Ross Brawn, Formula One’s managing director of motorsport, believes that the FIA has consistently enforced rule regarding flexible bodywork, and he would be ‘amazed’ if a protest against Red Bull’s rear wing at the Azerbaijan Grand Prix is successful.
Video evidence showed Red Bull’s rear wing flexing down on the straights, creating an aerodynamic advantage, leading Mercedes to question whether Red Bull’s rear wing was legal.
A Formula One technical regulation (Article 3.8) states that all aerodynamic components must be “rigidly secured to the entirely sprung part of the car” and “remain immobile in relation to the sprung part of the car”.
A static load test was conducted on Red Bull’s rear wing during scrutineering under Articles 3.9.3 and 3.9.4, but rivals claim the video footage is evidence that the wing violates Article 3.8.
After the Spanish Grand Prix, the FIA responded with a technical directive that stated that “such deformations … could be deemed to contravene the provisions of Article 3.8”, advising teams that they would be introducing new load-deflection tests beginning June 15.
The timing of the new tests, which were delayed to give smaller teams time to adjust their designs, means the design used by Red Bull passed scrutineering in Monaco and will do so again at the Azerbaijan Grand Prix next weekend.
In the lead-up to the Monaco Grand Prix, Mercedes team boss Toto Wolff criticized the technical directive as “half-baked”, saying that delays in introducing the new tests left “a legal vacuum and leaves the door open for protests”.

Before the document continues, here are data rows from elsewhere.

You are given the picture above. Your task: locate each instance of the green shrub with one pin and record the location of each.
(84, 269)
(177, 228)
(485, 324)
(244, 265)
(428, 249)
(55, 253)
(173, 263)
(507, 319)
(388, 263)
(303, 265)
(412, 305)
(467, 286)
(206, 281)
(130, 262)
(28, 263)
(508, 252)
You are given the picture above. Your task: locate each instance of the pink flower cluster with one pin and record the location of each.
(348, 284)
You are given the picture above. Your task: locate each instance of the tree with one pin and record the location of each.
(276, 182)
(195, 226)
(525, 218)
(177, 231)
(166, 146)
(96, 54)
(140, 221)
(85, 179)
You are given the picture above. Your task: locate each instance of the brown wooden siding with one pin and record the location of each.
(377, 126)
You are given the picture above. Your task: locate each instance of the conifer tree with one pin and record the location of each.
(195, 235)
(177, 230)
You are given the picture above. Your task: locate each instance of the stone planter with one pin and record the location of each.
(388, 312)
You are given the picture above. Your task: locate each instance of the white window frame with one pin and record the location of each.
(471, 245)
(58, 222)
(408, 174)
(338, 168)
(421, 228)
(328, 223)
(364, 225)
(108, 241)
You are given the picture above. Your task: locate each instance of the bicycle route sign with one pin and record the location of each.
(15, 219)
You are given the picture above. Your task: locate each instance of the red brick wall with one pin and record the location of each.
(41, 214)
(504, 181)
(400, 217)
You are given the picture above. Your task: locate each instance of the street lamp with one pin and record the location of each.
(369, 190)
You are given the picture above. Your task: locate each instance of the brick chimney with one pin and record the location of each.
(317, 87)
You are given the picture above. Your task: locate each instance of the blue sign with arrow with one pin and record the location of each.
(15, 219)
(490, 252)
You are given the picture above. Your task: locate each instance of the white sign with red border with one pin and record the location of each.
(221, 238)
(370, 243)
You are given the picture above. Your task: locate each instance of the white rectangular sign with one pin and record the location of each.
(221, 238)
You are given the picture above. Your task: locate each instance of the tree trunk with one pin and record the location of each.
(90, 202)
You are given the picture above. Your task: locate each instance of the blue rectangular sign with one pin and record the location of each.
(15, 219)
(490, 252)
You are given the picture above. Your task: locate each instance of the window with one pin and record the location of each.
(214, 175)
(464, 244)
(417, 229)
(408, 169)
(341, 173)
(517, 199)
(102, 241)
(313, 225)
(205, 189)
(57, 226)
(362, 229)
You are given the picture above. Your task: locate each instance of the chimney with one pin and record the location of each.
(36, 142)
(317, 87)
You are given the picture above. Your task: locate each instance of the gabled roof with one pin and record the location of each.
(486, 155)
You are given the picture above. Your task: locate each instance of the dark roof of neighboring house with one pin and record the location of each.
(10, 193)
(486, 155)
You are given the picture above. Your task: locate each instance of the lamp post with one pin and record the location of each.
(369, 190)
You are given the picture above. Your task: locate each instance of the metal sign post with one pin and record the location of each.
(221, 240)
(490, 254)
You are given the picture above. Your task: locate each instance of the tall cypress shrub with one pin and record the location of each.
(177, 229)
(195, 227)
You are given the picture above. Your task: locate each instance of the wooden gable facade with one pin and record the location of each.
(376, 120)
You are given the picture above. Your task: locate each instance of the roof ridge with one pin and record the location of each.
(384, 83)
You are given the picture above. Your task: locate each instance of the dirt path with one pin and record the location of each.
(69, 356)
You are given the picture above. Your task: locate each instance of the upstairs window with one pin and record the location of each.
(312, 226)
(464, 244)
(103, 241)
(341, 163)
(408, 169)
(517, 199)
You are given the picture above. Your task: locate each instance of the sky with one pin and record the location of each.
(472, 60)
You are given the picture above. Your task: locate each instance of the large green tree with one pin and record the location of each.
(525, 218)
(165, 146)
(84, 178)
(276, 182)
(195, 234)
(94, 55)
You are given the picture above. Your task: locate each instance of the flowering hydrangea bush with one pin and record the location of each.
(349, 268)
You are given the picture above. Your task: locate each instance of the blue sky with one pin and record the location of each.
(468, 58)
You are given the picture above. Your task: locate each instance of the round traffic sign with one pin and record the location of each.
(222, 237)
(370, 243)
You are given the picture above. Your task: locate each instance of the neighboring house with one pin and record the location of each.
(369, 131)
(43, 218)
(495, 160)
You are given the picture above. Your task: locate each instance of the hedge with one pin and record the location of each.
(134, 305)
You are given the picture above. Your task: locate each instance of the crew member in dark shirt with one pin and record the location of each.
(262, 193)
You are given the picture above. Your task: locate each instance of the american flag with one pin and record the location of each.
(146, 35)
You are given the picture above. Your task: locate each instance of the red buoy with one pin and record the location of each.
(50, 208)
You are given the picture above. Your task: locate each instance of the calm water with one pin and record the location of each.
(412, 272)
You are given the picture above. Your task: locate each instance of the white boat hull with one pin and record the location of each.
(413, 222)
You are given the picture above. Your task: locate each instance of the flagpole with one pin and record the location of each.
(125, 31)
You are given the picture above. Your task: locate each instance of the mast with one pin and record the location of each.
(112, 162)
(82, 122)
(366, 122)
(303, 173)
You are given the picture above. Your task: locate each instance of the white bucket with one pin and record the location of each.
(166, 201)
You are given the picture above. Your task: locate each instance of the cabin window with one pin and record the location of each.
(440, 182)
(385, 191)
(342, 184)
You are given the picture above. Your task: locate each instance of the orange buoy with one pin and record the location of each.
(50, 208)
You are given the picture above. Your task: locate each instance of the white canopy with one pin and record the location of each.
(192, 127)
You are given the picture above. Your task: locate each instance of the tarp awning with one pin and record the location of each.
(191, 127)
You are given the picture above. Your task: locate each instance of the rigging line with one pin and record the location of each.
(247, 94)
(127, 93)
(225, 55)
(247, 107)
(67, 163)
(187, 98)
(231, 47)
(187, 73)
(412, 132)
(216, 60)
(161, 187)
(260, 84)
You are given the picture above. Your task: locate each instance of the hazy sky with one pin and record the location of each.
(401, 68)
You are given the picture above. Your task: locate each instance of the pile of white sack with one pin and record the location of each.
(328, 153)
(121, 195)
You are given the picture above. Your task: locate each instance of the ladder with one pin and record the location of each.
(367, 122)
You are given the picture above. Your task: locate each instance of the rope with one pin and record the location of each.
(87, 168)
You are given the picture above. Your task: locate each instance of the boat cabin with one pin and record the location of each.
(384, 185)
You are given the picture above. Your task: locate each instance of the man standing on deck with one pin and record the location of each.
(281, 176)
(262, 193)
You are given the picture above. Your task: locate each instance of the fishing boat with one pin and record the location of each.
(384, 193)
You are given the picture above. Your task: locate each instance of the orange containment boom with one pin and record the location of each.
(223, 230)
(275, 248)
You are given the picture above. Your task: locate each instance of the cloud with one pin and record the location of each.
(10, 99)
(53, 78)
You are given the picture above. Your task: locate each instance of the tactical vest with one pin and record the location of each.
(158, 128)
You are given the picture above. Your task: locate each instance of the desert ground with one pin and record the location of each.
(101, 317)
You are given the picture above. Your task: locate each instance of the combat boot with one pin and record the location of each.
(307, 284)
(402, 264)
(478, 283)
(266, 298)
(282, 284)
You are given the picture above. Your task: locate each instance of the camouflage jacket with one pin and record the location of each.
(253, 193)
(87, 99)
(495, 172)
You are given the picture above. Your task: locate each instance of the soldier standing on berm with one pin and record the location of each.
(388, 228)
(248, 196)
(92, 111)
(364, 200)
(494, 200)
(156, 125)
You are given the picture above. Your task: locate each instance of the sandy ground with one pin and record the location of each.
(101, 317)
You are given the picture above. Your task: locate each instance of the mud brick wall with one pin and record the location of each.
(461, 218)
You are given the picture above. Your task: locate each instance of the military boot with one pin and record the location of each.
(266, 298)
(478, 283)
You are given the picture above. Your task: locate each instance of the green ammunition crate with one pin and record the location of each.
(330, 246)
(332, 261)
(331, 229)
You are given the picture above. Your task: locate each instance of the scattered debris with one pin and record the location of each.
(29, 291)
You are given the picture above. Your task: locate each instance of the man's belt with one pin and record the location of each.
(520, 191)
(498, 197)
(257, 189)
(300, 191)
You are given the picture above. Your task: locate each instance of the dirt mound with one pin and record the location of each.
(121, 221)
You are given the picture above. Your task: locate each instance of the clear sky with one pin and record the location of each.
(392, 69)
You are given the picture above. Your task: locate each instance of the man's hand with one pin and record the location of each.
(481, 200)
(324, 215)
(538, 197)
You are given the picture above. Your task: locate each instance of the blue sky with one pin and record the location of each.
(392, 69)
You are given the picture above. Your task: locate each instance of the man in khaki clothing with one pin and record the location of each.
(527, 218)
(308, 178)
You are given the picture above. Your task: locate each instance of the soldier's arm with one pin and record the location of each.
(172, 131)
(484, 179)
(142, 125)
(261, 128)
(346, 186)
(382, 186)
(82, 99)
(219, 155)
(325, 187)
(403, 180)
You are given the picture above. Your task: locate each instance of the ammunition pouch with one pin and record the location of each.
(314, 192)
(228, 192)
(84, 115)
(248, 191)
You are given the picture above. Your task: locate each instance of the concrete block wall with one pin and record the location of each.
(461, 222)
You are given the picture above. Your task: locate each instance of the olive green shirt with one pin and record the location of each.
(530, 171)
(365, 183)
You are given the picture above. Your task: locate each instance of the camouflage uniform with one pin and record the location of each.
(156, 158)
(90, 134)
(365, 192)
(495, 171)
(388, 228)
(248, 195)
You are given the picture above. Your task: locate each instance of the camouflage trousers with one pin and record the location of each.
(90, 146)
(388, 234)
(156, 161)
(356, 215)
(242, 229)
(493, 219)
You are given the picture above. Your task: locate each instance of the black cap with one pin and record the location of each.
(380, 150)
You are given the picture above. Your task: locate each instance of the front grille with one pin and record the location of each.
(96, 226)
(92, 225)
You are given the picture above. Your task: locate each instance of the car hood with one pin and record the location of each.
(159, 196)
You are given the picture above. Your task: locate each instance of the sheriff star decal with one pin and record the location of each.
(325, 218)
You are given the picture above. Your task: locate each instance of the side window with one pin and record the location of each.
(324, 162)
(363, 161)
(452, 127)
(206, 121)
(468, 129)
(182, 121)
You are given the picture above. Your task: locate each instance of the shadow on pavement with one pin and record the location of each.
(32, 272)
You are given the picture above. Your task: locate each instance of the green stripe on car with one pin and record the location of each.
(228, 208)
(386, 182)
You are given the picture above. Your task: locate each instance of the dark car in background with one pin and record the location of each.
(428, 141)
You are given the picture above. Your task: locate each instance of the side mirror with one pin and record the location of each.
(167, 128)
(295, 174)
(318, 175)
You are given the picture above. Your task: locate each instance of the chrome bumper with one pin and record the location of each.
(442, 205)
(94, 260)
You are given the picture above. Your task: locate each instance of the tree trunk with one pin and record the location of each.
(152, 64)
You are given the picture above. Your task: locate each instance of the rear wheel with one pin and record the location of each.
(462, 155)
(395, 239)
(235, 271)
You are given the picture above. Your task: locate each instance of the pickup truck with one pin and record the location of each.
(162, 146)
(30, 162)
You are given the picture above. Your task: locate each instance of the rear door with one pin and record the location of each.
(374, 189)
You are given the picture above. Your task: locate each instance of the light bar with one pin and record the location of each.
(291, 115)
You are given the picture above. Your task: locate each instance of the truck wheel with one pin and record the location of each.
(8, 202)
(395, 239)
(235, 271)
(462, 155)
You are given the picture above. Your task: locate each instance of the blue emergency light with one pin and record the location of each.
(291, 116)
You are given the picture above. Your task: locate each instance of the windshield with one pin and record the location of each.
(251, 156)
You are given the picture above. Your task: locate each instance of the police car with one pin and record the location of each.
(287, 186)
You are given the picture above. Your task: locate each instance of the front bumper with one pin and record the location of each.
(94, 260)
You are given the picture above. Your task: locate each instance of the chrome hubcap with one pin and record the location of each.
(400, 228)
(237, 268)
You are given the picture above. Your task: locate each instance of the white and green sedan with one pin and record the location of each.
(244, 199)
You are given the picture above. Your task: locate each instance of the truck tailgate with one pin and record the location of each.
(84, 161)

As a result of the rejected protest, he went on to caution that the matter could end up in the International Court of Appeal, creating a “messy situation” that might cause the race result to be in the air for several weeks.
It is likely that Azerbaijan will face protests, as a flexing rear wing structure provides the capacity to gain a significant advantage on the long straights.
However, Ross Brawn doesn’t believe there will be any issues next weekend.
“I think the FIA have been pretty consistent with their approach. I’d be amazed if the stewards go against the opinion of the FIA.”
“I think this is probably flexi rear wing version 27 [in Formula One’s history].”
“In 40 years of motor racing, I’ve been through this many times.
“I can remember [Williams technical director] Patrick Head jumping on our front wing in parc ferme because he considered that it wasn’t stiff enough.
“He wanted to demonstrate to Charlie [Whiting, FIA race director] that it wasn’t stiff enough, so he actually stood on it and bounced up and down to demonstrate how flexible it was.
“There are a set of FIA tests and that’s the only way we have been able to determine the limits of what you can do.
“If you pass the tests and some [rival] teams don’t like it, the FIA can look at it, say ‘fair point’ and stiffen the tests and do different tests, so it’s perpetual.
“I honestly don’t believe there is any case for going in a different route to solve the problem, because I don’t know how you quantify it.
“One person’s view of it being too flexible is another person’s view of it being OK, and that’s why we have the tests.
“If you put a mechanism in there or a hinge in there, I agree that’s not correct.
“But within the normal compliance of the structure, I don’t see a problem,” said Brawn.